Learning and retaining choreography is one of a dancer's greatest challenges. How can you improve your choreographic memory? DS talked to the pros about their strategies—and about why absorbing choreography is so difficult in the first place.
Why Can't I Remember?
According to professor Ruth Day, director of the Memory for Movement lab at the American Dance Festival and Duke University, dancers have problems remembering choreography for many reasons, but particularly when they're unfamiliar with the style or instructor. “When the vocabulary is codified, as it is in ballet, most of the steps have names that people know well," says Day. “But in modern and contemporary dance, almost anything can happen"—which means dancers can't rely on movement names as memory aids.
Choreographers also have many different ways of communicating their choreography, and not all of their methods work for every dancer. They might use counts, the names of steps or non-words like “dee-dee-dah." “There's a problem when the cues the teachers give aren't the cues the dancers want," Day says. Maybe your choreographer doesn't like to count and you do, or she's giving too much information all at once and you're getting bogged down in details.
The Memory Tool Kit
The key to improving your choreographic memory is identifying how you learn best, so you can figure out ways to adapt to various choreographers' teaching styles. Here's a tool kit of strategies for you to choose from.
If you're working with a new choreographer, watch videos of her work before you start rehearsals. “It's good to familiarize yourself with the choreographer's movement style," says Lizzie Gough, a commercial dancer and finalist on Season 1 of the British version of “So You Think You Can Dance." That way, you'll have a basic understanding of the choreographic language she's speaking.
Sometimes it helps to break choreography down into smaller, more manageable pieces. The term “chunking" comes from cognitive science, and it means to combine a few items (in this case, steps) that go together naturally. “Find what stands out, and think of a way to capture it," Day says. For instance, you might notice a phrase that reminds you of the way your dog runs. Call those three or four steps “Spike run," and odds are good that you'll remember them later.
3. Strategic Note-Taking
Rather than trying to scribble down the whole piece or combination, which can be overwhelming, focus on your problem spots. “If I get stuck at the same point, I'll take notes on the steps I'm struggling with," Gough says. The action of writing down the tricky sequences helps her brain register what comes after what.
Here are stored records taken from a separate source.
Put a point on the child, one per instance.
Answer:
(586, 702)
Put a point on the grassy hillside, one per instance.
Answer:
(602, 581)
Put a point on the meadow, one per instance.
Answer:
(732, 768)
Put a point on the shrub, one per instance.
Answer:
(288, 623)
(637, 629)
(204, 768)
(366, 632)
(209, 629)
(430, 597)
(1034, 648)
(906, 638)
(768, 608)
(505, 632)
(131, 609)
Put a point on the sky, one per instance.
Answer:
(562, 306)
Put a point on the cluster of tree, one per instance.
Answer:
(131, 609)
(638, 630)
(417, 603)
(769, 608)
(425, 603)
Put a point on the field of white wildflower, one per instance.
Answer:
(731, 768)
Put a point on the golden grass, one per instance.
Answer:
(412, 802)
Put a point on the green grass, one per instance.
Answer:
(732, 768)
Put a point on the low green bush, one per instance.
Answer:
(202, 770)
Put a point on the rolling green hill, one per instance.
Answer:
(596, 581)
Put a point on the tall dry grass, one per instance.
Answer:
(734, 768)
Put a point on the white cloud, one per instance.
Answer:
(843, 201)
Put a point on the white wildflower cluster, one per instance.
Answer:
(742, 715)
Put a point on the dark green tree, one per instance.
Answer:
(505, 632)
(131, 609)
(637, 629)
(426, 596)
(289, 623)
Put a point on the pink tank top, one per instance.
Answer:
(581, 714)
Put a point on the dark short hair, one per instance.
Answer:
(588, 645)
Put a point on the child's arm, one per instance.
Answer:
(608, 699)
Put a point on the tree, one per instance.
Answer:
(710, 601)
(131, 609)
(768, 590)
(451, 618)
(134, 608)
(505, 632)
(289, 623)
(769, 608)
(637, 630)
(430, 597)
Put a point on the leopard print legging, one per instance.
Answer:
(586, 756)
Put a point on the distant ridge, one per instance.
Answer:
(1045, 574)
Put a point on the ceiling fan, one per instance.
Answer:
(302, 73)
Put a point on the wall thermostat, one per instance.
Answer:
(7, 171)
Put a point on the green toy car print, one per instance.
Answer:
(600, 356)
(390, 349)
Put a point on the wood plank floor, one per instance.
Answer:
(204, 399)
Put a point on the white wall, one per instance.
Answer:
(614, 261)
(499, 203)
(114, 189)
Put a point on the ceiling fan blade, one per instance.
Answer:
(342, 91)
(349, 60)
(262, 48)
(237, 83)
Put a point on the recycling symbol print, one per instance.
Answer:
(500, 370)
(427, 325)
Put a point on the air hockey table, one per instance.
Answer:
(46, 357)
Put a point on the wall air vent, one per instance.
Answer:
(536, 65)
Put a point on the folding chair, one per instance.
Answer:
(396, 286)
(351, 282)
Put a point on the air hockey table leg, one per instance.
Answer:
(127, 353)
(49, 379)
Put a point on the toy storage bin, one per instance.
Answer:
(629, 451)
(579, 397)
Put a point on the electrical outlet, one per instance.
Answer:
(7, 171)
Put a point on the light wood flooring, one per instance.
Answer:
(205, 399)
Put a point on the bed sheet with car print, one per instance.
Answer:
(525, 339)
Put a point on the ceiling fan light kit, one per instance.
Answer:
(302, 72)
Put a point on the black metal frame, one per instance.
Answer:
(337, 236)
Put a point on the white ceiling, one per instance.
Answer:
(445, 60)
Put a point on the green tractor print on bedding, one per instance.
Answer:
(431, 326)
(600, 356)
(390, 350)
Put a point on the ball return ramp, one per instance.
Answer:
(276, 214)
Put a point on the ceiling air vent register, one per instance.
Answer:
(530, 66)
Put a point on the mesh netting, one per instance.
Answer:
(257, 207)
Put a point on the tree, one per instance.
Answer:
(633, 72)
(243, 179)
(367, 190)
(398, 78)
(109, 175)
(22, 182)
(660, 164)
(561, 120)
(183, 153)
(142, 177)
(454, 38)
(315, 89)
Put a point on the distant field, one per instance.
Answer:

Using diagrams, like stick figures with arrows, can help you remember details.
For many dancers, it's just good old practice that makes perfect—but you don't need to be in the studio to go over new material. You can even mark through choreography while you're waiting in line at the grocery store. “Try mini-marking, moving only your head or shoulders," Day says. Mendoza likes to close her eyes and go through the movement with her hands, imagining what it should look like full-out. “Practice for the visual image of it—imagine yourself going through space," Day says. “Once the movement gets into your head, it'll get into your body, too."
Rather than help you remember specific pieces of choreography, these brainteasers will strengthen your memory overall. Try them out when you have a little downtime between rehearsals.
Commercial dancer Lizzie Gough likes to play this game with her dance friends: Form a circle and have one person in the circle show a movement. The person next to her should repeat that movement and add another of her own—and so on, all the way around the room, or until someone forgets part of the sequence.
Find a dance video online that you've never seen before. Watch a 30-second piece of the video five times. Then, as you watch it the sixth time, click pause at a random spot, and see if you can predict what happens next.